You notice the difference immediately when your gyro arrives at the table, wrapped in foil and lounging on a rectangular plate. The sliced strips of meat have a texture all their own, simultaneously crispy and melting and succulent, far different from the whip-snap of compressed beef and lamb that feels as if it would make a better belt than a sandwich stuffing.
Even the pita bread that comes wrapped around Yamas’ house-marinated meat is different: No, the shop doesn’t bake it in-house, but instead buys this denser pita that provides a firm, satisfying chew when you bite into it, perfect for the beef and lamb tucked inside of it. Now if only the kitchen would better balance its application of house-made tzatziki sauce, which is slathered all over the meat and pita, overwhelming the more delicate flavors buried within this otherwise terrific sandwich.
Yamas is Tony Alexis’ first restaurant in 15 years, and he has obviously been watching the trends in the hospitality industry since he went away to work in the software business with his brother. Alexis used to own a number of Northern Virginia operations like Tony’s Family Restaurant and Old Chicago Pizzeria, but now that he’s back in the restaurant fold, he’s focused on all-natural ingredients, fresh preparations, and house-made products, down to hand-cut fries prepared in olive oil. There’s a strong emphasis on fresh veggies here, too.
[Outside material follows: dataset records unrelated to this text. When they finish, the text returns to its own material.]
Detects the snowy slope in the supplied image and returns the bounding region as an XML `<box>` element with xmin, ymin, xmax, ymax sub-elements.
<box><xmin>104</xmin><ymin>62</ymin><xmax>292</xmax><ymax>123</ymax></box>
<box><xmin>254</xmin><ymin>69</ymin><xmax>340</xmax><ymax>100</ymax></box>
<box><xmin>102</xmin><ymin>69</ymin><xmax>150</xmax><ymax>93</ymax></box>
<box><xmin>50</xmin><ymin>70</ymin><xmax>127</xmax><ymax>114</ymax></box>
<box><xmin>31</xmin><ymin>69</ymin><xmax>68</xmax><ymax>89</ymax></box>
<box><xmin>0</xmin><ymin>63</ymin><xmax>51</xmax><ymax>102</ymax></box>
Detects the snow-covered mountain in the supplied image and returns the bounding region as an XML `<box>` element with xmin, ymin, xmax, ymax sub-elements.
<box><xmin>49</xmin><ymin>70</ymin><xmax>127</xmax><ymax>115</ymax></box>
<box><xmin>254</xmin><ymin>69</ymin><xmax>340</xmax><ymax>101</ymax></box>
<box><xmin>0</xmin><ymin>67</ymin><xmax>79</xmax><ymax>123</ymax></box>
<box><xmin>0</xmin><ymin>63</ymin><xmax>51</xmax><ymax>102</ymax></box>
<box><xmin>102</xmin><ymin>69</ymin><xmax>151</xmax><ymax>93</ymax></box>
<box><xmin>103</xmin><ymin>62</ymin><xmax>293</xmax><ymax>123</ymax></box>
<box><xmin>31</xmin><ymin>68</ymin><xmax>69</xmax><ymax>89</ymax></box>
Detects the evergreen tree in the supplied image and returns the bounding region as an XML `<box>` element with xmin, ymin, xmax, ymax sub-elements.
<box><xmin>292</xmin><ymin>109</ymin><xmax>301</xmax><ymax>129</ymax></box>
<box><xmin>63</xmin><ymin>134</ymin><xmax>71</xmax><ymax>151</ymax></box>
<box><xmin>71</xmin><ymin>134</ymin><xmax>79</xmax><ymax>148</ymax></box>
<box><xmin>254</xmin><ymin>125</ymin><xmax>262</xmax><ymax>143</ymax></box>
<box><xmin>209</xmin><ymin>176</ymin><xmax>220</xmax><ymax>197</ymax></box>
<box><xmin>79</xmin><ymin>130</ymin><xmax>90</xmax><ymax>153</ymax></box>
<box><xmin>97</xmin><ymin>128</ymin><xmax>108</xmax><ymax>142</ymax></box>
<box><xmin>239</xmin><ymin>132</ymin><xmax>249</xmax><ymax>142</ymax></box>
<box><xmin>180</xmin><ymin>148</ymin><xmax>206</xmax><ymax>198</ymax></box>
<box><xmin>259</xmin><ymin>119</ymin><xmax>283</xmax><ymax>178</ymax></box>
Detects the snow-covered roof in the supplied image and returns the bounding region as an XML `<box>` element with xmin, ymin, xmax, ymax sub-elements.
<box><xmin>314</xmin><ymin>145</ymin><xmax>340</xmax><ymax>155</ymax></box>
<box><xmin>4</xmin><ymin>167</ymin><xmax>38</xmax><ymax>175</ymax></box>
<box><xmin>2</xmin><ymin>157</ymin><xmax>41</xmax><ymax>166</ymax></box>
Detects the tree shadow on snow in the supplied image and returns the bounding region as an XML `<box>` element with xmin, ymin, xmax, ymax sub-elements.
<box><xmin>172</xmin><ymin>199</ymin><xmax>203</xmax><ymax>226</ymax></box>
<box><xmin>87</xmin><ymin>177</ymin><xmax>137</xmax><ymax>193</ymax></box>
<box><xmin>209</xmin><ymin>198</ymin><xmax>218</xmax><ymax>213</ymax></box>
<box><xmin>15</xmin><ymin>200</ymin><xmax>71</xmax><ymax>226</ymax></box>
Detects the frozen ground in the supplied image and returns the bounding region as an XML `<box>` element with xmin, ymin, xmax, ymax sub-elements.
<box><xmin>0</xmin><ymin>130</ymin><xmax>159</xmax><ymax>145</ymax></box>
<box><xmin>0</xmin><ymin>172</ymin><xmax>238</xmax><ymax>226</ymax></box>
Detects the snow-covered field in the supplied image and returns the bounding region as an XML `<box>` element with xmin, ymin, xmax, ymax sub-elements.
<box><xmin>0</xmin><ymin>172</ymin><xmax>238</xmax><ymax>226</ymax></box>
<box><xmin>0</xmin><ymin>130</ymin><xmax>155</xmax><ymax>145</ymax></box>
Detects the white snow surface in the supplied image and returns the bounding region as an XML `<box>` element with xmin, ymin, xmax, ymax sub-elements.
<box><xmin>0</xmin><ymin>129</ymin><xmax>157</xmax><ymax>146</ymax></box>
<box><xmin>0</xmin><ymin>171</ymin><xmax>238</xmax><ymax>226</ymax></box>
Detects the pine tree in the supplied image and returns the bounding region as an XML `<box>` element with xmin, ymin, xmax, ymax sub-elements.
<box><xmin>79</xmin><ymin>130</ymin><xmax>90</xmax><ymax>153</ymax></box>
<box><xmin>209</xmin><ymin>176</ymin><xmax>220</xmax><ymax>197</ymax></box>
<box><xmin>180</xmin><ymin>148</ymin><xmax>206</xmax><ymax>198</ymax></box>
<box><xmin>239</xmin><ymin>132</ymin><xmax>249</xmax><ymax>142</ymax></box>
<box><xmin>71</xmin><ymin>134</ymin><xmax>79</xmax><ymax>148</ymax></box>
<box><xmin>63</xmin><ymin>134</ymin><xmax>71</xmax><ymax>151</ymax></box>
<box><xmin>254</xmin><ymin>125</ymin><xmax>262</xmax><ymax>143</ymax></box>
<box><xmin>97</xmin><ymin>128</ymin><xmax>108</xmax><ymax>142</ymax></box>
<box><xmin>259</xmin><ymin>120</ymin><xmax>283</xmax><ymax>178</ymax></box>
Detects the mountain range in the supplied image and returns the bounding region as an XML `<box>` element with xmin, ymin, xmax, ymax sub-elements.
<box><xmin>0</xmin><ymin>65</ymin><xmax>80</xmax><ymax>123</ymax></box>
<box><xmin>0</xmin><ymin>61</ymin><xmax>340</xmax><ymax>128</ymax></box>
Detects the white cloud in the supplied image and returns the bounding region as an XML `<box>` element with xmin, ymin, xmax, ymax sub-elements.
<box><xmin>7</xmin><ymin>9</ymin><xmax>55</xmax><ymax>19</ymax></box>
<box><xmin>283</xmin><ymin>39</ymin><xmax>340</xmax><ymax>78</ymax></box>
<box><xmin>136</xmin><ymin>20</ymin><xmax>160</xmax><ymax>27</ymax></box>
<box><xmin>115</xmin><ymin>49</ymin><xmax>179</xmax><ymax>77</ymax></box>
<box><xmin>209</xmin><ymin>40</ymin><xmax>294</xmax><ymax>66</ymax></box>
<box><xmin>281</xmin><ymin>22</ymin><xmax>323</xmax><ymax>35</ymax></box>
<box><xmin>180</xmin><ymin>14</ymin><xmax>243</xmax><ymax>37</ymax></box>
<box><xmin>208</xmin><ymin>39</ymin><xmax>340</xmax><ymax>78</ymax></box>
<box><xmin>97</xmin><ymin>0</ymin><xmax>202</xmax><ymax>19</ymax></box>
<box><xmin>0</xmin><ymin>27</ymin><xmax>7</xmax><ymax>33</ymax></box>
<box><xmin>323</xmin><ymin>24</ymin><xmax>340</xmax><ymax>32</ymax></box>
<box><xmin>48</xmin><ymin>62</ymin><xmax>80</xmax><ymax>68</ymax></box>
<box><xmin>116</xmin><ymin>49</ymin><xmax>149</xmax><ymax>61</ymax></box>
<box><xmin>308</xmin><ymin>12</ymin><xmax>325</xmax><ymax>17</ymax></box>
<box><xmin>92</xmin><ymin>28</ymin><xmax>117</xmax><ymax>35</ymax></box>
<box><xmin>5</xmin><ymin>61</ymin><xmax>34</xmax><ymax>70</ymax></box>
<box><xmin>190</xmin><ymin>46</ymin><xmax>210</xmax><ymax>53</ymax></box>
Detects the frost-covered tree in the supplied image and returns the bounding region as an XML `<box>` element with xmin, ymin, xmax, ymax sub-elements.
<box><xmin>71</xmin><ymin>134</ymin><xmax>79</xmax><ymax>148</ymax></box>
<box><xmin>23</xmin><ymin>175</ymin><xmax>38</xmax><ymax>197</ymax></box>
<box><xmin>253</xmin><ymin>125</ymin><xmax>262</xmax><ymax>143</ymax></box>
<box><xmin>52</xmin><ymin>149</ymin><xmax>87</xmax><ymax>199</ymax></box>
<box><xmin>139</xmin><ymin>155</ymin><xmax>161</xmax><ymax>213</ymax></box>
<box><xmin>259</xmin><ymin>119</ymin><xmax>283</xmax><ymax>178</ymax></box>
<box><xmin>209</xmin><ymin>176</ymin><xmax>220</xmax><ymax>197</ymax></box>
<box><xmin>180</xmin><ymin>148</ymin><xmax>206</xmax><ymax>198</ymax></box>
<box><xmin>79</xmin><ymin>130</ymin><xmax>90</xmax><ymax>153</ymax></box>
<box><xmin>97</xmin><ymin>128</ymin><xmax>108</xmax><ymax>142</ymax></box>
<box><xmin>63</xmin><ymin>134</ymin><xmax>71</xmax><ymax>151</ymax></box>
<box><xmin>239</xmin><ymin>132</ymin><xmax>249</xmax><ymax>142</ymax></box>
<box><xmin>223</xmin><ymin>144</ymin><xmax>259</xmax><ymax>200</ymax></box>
It is any wonder, then, that Alexis decided to name his new place Yamas? The word is Greek for “to our health” and is uttered around the dinner table, similar to how Americans raise a glass and declare, “cheers.” Perhaps that makes Alexis sound like he’s on some health-kick mission. He doesn’t appear to be. His reason for returning to restaurants is more direct and honest, if a little tongue in cheek:
“I just enjoy the restaurant business better than the software business,” he says. “Now, the economy’s so good, I decided to get back into [restaurants].”